TEORICI
|
|
|
Vico trova nel latino antico il principio della sua filosofia
Giuseppe Bailone Nel 1710, Vico scrive la sua prima opera sistematica,
in cui espone i frutti delle sue riflessioni degli ultimi anni sulla
scienza e sui suoi fondamenti. L’opera
ha un lungo titolo che ne sintetizza il progetto: De
antiquissima Italorum sapientia ex linguae latinae originibus eruenda
(Sull’antica
sapienza degli Italici da trarre dalle espressioni originarie della
lingua latina). Vico
è convinto di aver trovato il principio per costruire un nuovo
sistema filosofico, da articolare in tre parti. Progetta, infatti,
altri due libri, uno sulla fisica e l’altro sulla morale, che
poi, però, non scrive. “Mentre
meditavo sulle origini della lingua latina, mi accorsi –
esordisce nel proemio – che la fonte di molti vocaboli è
così dotta da non sembrare derivata dal comune uso di una
popolazione, bensì da qualche riposta dottrina”. E
più avanti: “Avendo notato che la lingua latina è
ricca di locuzioni dotte” mentre “la storia attesta che
fino a Pirro gli antichi Romani si dedicarono soltanto
all’agricoltura e alla guerra, pensavo che essi avessero
ricavato quelle locuzioni da un’altra nazione evoluta,
utilizzandole senza saperlo”.1 I Latini,
pensa Vico, “parlarono lingua di filosofi senza esser
filosofi”, perché nella loro lingua è confluita
la sapienza degli Ioni, tra i quali “fiorì la setta
filosofica italica (i Pitagorici), di straordinaria dottrina”,
e degli Etruschi che furono “dottissimi in metafisica” e
pervennero “alla conoscenza della geometria prima dei Greci”. Vico
imposta la sua ricerca sull’esempio di Platone che, nel
Cratilo,
“cercò, per analoga via, di giungere all’antica
sapienza dei Greci”.2 In una
Napoli sensibile alle novità che vengono dalla Francia
cartesiana, Vico dice che è nell’antico mondo italico
che si trova una vera miniera d’oro per i filosofi che
s’interrogano sul sapere, sui suoi fondamenti e sulla sua
validità.
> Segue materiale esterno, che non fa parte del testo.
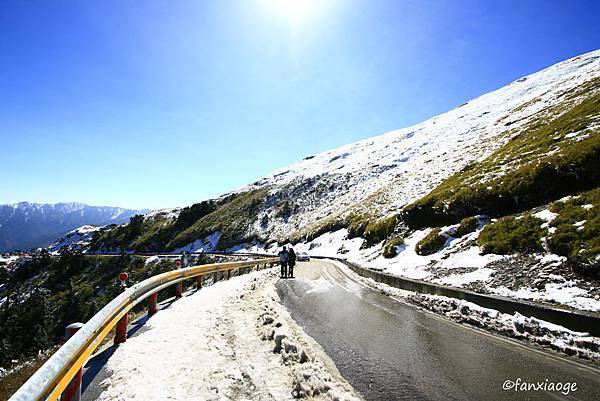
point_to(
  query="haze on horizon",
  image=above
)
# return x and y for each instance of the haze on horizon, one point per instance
(168, 104)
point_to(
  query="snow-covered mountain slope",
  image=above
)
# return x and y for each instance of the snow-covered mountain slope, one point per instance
(379, 175)
(76, 240)
(372, 178)
(27, 225)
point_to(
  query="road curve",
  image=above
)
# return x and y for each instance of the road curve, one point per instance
(389, 350)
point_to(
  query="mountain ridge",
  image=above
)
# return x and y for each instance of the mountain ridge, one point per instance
(26, 225)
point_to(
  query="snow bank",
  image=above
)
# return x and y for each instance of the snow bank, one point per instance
(229, 341)
(516, 326)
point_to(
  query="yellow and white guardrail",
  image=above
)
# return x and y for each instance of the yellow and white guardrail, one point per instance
(51, 380)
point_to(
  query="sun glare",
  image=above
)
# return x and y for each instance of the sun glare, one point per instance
(294, 10)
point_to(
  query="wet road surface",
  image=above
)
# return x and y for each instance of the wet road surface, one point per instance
(392, 351)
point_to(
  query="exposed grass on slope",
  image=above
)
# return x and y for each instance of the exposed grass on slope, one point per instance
(466, 226)
(232, 216)
(433, 242)
(511, 235)
(577, 230)
(390, 248)
(550, 158)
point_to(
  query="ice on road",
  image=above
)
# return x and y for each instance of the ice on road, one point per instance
(229, 341)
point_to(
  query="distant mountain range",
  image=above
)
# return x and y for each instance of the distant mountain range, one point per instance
(26, 225)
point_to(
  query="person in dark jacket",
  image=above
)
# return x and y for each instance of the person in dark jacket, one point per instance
(291, 262)
(283, 260)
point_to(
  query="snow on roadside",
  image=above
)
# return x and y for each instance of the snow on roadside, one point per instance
(566, 293)
(229, 341)
(517, 326)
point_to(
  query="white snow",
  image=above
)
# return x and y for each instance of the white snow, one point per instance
(458, 280)
(232, 340)
(404, 165)
(566, 293)
(76, 239)
(516, 325)
(207, 244)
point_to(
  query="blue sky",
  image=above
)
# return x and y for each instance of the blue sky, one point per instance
(149, 104)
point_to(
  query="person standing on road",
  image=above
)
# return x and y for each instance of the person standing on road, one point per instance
(283, 259)
(291, 262)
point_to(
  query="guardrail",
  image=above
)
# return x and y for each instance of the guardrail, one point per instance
(54, 377)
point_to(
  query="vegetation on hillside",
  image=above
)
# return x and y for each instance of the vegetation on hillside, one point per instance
(232, 216)
(466, 226)
(576, 230)
(390, 248)
(433, 242)
(553, 156)
(43, 295)
(510, 235)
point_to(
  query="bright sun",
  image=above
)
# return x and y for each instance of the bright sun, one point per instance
(294, 10)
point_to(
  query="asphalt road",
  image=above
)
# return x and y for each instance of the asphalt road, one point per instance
(389, 350)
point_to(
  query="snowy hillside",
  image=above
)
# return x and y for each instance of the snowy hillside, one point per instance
(498, 195)
(75, 240)
(381, 174)
(27, 225)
Il problema della nuova scienza, da più di un
secolo al centro delle discussioni dotte, può trovare il suo
filo d’Arianna nella sapienza implicita nelle parole latine e
nei loro rapporti. Vico
è convinto di essere entrato in un territorio inesplorato, di
aver avviato un’impresa “mai tentata finora, ma degna
forse di essere annoverata tra gli obiettivi di Francesco Bacone”.
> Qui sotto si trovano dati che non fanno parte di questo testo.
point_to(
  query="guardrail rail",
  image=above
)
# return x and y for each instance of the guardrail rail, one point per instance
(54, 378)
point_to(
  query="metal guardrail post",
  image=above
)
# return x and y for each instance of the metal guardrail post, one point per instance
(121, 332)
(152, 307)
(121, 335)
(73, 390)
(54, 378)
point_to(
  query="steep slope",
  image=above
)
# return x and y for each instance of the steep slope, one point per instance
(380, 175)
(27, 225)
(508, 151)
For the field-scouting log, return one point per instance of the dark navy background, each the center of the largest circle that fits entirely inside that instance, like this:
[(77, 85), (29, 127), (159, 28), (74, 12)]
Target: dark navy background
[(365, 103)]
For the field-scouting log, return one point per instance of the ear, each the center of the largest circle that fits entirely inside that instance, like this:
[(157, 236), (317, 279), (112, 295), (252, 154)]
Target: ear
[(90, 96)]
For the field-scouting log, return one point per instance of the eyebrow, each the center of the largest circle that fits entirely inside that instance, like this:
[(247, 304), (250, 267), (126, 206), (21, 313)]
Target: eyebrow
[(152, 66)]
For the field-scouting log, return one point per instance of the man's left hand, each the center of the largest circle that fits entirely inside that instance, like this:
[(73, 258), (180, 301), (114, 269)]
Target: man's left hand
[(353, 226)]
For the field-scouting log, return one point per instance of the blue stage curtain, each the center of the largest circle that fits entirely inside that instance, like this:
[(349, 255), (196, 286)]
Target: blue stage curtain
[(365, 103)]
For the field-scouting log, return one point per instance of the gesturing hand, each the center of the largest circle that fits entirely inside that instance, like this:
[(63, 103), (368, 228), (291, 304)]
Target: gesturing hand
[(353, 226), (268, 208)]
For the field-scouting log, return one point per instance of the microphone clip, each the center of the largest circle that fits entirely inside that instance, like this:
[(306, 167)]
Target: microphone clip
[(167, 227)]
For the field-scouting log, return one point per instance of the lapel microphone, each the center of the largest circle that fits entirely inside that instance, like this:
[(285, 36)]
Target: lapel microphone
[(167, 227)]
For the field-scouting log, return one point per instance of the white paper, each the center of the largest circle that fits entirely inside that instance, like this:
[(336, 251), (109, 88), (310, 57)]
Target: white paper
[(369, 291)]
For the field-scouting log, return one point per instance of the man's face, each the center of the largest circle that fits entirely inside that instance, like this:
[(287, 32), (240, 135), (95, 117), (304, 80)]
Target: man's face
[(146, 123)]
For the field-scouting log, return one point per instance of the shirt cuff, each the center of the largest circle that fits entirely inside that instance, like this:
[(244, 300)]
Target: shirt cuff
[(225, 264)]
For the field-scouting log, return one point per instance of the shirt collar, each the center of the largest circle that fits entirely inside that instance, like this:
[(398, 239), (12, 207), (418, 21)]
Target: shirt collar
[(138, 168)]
Si tratta, però, di un’impresa, in qualche modo, già
“tentata”, esattamente un secolo prima, proprio da
Bacone: questi, infatti, convinto che gli antichi avessero consegnato
ai miti profonde verità da riscoprire, aveva pubblicato nel
1609 il De
sapientia veterum.3 Vico e
Bacone praticano entrambi, in modo originale, il principio
rinascimentale del rinnovamento come ritorno ai principi: vanno in
cerca di un’antica sapienza nascosta e trovano il nuovo
nei miti o nella lingua della remota antichità. Vico,
nell’antica lingua latina trova il principio fondamentale della
sua filosofia. “In
latino – scrive in apertura del primo capitolo – verum
e factum
sono termini reciproci, cioè, per dirla alla maniera delle
scuole, si convertono; e in quella lingua intelligere
equivale a «leggere perfettamente», «conoscere
apertamente». Si diceva invece cogitare
nel senso in cui noi adesso diciamo «pensare» e «andar
raccogliendo»”. Per Vico
tutto ciò significa che si può veramente conoscere solo
ciò che si fa. Pertanto solo Dio conosce propriamente la
natura, perché ne è l’artefice; l’uomo può
pensarla, cioè osservarne le manifestazioni, “andar
raccogliendo” elementi esterni e farsene un’idea empirica
con dati morti, come quelli della dissezione anatomica. “Dio
conosce ogni cosa perché contiene in sé gli elementi
coi quali compone tutte le cose; l’uomo, invece, si sforza di
conoscere le cose dividendole in parti. E così la scienza
umana sembra essere quasi un’anatomia delle opere della natura.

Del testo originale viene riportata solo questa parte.